I knew. I’d unloaded the revolver after dressing. Now if only Ed would catch on. “What the hell do you mean? This guy and his friends rough you and Forsyth up, and now I can’t even
bend
him a little? We’d know how to take care of him back home!” I began describing the Spanish Inquisition, the Iron Maiden, certain North Korean variations. I was just warming up the hot pincers when Ed worked himself in between the prisoner and me.
“Look, Win, we’ll do this
my
way. I’ve just called Civil Liberties Association—”
“Huh?”
“What would you prefer, a lynching? He’s got
rights
, my friend, the same rights you’ll want, if
you’re
ever accused. The CLA or some other professionally neutral organization takes care of everything. They’ll call his security company, his relatives, friends—”
“Or maybe his
employer,
” Lucy contributed. “
That’d
be educational!”
“And what do
they
do, send him to the country club?”
Ed looked exasperated. “He’ll spend the night in custody, just as I might, under similar circumstances, wind up under Professional Protectives’ supervision. No, they won’t let him go—not the way they’re bonded!”
“Y’gotta admit, Eddie,” Lucy butted in again, “the accommodations’ re pretty accommodatin’. Shucks, the guest pays for ’em—and recovers with interest if he’s proven innocent.”
“Innocent?
This son of a—”
“Lucy’s only generalizing. The CLA collects evidence and testimony. There could also be some lawsuits over the bodies outside. The CLA does that, sometimes, just to make sure no one can murder some friendless wino, for instance. Or, if the accused, here, is destitute, they’ll defend him. In that case, they pass official neutrality on to some other group in the business. Then we’ll get together and hire a judge acceptable to all sides. Any appeal will go to a second judge—”
“Paid for by the first!”
“Yes, Lucy, paid for by the first. And if
that
decision doesn’t stick, a third judge may be called. His vote is final. Any two judges finish the matter. The whole process could take as long as a week.”
A
week?
Ed spelled out the rest of the procedure. There aren’t any real prisons in the Confederacy. People who hurt others are expected to pay for it,
literally.
There are no “victimless crimes:” shoot heroin, snort a little coke, ride your bike without a helmet, do anything—to
yourself.
The “law” only compels you to restore your victims to the state they’d be in had the crime never occurred. Fail in that, and your name and face get plastered all over, a formidable threat in a society geared to something like the Telecom.
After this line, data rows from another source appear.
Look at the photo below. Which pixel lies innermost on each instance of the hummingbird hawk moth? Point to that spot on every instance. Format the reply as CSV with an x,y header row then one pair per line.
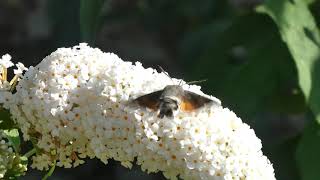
x,y
172,98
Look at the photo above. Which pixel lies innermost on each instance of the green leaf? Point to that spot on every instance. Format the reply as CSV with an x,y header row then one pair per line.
x,y
299,31
244,61
14,138
90,19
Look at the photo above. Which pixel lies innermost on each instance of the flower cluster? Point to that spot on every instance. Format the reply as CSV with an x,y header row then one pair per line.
x,y
77,103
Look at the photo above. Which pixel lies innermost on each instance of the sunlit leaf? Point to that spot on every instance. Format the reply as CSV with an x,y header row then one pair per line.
x,y
298,29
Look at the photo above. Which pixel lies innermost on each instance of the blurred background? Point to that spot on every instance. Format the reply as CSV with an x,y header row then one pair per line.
x,y
238,51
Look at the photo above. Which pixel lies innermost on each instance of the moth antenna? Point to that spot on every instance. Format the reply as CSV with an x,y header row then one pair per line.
x,y
162,70
194,82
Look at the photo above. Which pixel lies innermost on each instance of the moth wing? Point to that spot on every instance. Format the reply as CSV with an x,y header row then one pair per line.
x,y
150,100
192,101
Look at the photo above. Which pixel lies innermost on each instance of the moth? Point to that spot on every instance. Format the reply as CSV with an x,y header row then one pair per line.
x,y
172,98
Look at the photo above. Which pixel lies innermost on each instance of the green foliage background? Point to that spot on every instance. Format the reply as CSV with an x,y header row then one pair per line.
x,y
260,59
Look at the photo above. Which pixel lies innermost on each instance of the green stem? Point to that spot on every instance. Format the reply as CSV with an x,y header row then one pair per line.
x,y
30,153
50,172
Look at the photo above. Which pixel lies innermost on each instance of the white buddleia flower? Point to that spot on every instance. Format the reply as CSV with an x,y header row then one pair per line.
x,y
5,61
76,102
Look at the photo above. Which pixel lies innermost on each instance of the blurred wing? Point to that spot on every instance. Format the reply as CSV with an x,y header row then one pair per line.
x,y
192,101
150,101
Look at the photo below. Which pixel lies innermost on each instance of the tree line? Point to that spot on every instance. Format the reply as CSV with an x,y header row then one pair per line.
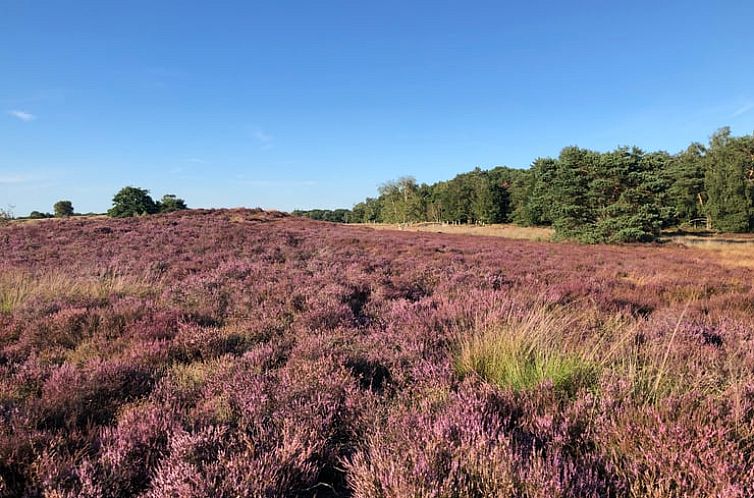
x,y
128,201
624,195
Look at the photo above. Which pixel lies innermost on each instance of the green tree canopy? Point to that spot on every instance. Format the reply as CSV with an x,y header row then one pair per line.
x,y
63,209
170,203
132,201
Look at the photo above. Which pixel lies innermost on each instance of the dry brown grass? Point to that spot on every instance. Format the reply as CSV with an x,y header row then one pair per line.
x,y
731,251
17,288
505,231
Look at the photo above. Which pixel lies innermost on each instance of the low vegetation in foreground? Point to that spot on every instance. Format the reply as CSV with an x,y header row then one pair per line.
x,y
244,353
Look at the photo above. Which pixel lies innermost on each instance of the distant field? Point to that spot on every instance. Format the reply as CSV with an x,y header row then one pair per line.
x,y
506,231
729,249
247,353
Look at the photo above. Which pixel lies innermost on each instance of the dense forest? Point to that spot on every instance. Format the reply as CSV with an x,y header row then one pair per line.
x,y
625,195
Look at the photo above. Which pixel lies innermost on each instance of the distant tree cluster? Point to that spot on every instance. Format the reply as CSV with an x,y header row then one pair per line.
x,y
129,201
332,215
625,195
134,201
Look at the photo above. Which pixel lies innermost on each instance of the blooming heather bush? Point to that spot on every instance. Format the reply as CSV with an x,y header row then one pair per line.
x,y
245,353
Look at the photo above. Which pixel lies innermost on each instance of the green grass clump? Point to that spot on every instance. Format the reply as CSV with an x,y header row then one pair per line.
x,y
525,354
512,362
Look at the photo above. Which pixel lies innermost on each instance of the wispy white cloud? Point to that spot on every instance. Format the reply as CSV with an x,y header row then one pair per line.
x,y
14,179
743,110
22,115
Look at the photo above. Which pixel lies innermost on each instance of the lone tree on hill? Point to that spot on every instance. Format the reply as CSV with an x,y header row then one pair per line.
x,y
63,209
132,201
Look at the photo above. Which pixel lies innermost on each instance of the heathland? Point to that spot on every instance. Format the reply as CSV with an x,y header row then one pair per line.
x,y
249,353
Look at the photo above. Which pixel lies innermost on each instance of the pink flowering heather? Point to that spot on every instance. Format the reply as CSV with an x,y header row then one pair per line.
x,y
245,353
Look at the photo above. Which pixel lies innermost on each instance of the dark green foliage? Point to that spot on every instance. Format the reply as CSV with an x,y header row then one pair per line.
x,y
625,195
331,215
63,209
132,201
170,203
729,182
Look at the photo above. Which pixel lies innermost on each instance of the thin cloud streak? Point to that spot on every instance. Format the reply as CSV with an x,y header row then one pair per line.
x,y
22,115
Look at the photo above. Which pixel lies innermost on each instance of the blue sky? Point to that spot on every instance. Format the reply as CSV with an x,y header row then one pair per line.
x,y
313,104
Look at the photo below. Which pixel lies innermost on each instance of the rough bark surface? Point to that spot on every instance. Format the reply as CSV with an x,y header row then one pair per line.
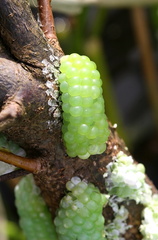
x,y
25,116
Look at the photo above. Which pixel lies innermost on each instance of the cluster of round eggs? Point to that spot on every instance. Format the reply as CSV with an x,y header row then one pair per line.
x,y
80,212
85,127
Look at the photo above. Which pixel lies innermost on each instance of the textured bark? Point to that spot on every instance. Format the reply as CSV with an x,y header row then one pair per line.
x,y
25,116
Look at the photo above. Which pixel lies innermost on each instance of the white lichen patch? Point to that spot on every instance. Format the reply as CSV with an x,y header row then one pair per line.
x,y
51,71
117,228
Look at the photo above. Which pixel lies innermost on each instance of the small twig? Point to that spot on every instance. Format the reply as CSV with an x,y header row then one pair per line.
x,y
11,110
14,174
31,165
47,22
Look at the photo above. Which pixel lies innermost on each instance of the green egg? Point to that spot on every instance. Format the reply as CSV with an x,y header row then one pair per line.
x,y
83,106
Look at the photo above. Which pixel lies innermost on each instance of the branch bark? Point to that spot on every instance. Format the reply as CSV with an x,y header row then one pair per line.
x,y
22,34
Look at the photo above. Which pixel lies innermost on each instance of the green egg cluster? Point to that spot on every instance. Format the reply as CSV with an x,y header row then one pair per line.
x,y
35,218
80,212
10,146
85,127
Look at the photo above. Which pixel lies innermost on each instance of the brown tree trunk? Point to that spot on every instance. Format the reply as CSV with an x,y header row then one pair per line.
x,y
25,115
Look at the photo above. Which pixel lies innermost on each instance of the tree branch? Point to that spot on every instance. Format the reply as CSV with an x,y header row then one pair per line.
x,y
31,165
14,174
47,23
22,34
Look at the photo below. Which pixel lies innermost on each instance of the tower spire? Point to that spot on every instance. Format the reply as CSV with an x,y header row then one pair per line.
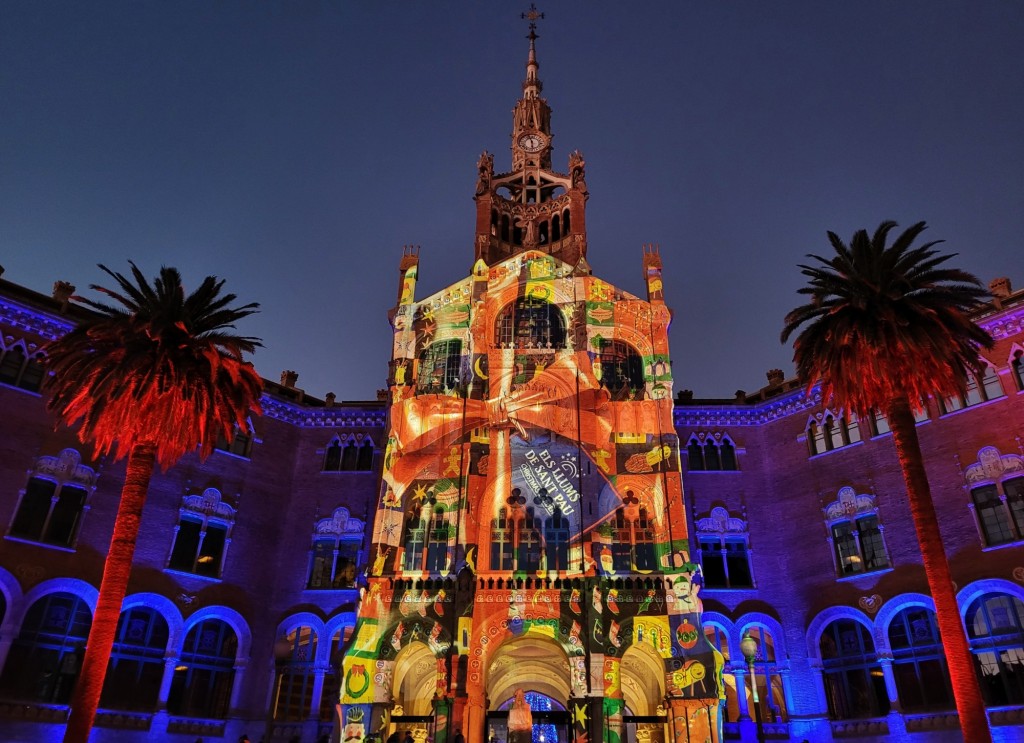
x,y
531,85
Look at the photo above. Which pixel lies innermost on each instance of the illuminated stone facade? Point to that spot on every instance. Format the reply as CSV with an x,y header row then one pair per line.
x,y
517,523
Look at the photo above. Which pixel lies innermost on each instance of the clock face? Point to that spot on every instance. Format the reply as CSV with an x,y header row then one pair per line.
x,y
531,142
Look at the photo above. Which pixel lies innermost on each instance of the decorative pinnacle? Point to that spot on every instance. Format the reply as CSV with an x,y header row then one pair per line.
x,y
531,15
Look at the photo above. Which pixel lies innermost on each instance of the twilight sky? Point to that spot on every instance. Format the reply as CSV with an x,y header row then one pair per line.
x,y
294,146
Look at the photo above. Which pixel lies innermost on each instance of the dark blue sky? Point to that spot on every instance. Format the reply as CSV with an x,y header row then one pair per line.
x,y
293,147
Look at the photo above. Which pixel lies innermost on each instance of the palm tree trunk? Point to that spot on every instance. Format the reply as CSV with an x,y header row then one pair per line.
x,y
117,569
970,705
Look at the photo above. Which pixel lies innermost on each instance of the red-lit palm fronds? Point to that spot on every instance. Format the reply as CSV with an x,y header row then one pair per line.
x,y
152,378
887,328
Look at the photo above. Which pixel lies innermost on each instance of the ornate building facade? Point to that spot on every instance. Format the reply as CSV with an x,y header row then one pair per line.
x,y
531,534
509,515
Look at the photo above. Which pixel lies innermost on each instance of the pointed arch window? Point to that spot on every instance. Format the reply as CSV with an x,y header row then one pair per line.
x,y
997,495
979,389
854,683
832,432
724,551
711,452
54,499
416,539
439,367
771,692
46,656
502,541
202,535
919,661
293,687
556,540
137,661
995,632
205,674
22,369
336,554
437,547
855,533
622,369
530,543
531,323
1017,368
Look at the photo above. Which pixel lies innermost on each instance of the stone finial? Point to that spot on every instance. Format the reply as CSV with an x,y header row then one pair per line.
x,y
62,291
999,288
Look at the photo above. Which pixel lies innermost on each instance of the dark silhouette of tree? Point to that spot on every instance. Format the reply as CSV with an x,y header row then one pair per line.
x,y
887,328
153,377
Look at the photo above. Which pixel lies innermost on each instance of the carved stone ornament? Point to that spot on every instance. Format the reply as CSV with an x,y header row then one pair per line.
x,y
870,604
991,466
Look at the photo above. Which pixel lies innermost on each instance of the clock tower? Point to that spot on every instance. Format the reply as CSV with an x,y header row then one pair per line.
x,y
529,567
531,207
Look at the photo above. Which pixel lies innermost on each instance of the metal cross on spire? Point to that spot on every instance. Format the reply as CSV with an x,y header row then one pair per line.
x,y
531,15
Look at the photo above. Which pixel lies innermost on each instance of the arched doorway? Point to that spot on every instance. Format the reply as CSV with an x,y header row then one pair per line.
x,y
539,666
413,688
642,679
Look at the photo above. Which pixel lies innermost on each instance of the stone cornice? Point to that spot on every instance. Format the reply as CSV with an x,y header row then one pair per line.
x,y
754,414
323,417
44,324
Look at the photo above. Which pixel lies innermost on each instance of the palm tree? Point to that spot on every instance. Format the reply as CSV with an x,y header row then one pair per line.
x,y
151,378
887,328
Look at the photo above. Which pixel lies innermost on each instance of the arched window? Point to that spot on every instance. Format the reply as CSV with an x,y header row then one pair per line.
x,y
202,535
1017,367
136,666
997,495
46,656
293,688
529,547
855,533
853,679
19,369
725,559
502,541
711,452
979,389
349,456
416,537
437,547
332,457
335,557
241,443
366,463
771,693
833,432
622,369
995,631
531,323
332,676
54,499
718,639
556,540
439,368
919,661
205,674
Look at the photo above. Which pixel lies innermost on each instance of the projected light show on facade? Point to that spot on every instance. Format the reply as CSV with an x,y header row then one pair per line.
x,y
530,533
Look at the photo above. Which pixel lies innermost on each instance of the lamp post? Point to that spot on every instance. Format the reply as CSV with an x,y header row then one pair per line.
x,y
749,647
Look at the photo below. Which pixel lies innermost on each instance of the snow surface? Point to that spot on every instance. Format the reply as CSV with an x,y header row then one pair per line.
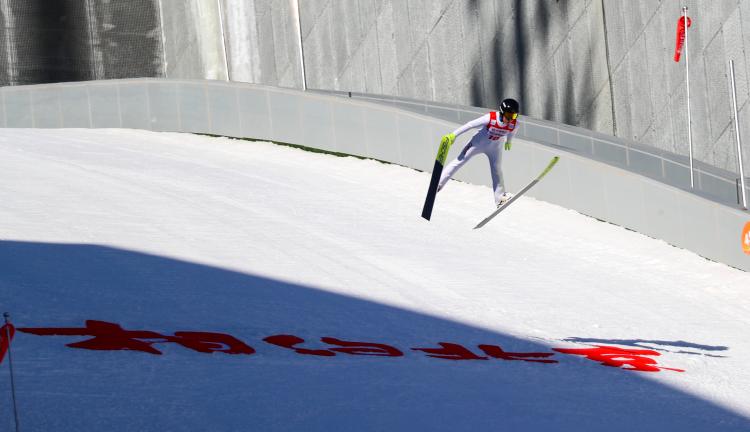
x,y
168,232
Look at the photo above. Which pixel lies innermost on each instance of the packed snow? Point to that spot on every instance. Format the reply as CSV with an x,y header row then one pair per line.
x,y
163,281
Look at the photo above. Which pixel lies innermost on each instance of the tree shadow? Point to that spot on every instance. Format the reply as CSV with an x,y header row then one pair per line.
x,y
61,388
511,70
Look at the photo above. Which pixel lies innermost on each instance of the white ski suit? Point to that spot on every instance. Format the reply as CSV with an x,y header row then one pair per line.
x,y
488,140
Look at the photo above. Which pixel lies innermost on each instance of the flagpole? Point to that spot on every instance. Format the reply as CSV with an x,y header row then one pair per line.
x,y
6,315
687,85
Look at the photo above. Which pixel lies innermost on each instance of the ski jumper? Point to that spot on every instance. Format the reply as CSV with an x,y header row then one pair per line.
x,y
488,140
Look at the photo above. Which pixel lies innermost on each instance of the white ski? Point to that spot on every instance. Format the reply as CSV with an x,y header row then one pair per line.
x,y
521,192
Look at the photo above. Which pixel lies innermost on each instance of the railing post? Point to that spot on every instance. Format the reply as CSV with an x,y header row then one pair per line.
x,y
743,190
687,84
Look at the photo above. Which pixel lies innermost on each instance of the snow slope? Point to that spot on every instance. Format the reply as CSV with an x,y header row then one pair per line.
x,y
267,246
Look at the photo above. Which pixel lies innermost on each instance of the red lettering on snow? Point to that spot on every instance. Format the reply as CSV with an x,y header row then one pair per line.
x,y
109,336
450,351
619,357
495,351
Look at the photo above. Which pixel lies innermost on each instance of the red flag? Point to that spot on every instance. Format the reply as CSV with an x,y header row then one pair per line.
x,y
5,331
680,36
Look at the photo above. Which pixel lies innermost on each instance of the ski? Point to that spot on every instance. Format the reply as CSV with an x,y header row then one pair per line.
x,y
437,170
521,192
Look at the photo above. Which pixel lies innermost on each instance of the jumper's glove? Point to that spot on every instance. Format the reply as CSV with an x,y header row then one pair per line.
x,y
448,139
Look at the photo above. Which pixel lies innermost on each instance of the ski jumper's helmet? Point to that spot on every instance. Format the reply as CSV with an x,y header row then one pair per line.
x,y
509,107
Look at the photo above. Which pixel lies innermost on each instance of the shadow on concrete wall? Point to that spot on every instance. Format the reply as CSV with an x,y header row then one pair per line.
x,y
58,286
513,76
50,41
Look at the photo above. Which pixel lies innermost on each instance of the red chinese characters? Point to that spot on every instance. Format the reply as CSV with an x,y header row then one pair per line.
x,y
110,336
347,347
635,359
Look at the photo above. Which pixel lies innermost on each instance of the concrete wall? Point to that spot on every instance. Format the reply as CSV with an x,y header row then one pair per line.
x,y
73,40
605,65
355,127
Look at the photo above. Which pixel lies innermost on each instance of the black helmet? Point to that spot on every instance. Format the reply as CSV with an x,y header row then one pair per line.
x,y
509,106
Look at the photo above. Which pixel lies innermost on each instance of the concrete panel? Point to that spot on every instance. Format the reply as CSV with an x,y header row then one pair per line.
x,y
2,109
134,106
389,63
416,149
577,143
377,122
163,107
255,117
556,187
586,186
677,175
540,134
45,103
447,114
729,225
517,165
18,107
716,188
193,107
663,213
317,122
224,110
610,153
349,121
625,204
105,110
285,112
645,164
698,224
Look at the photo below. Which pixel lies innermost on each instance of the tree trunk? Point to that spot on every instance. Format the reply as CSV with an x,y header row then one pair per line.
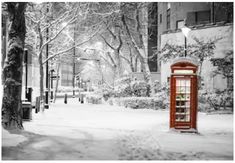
x,y
141,48
11,103
41,82
57,81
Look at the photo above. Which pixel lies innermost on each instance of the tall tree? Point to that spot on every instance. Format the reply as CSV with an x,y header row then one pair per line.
x,y
137,14
11,103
Who’ll do business with somebody who refuses his
moral
debts? No place to purchase food, clothing, shelter, ammunition—any of the necessities of life.
And one
certain
way to get ostracized is to commit an
irrevocable
crime, like murder, for which restitution cannot be made.
Insanity is no excuse. The judge is only interested in how you’re planning to make up for what you did. Society never takes the rap: in North America, there are only individuals.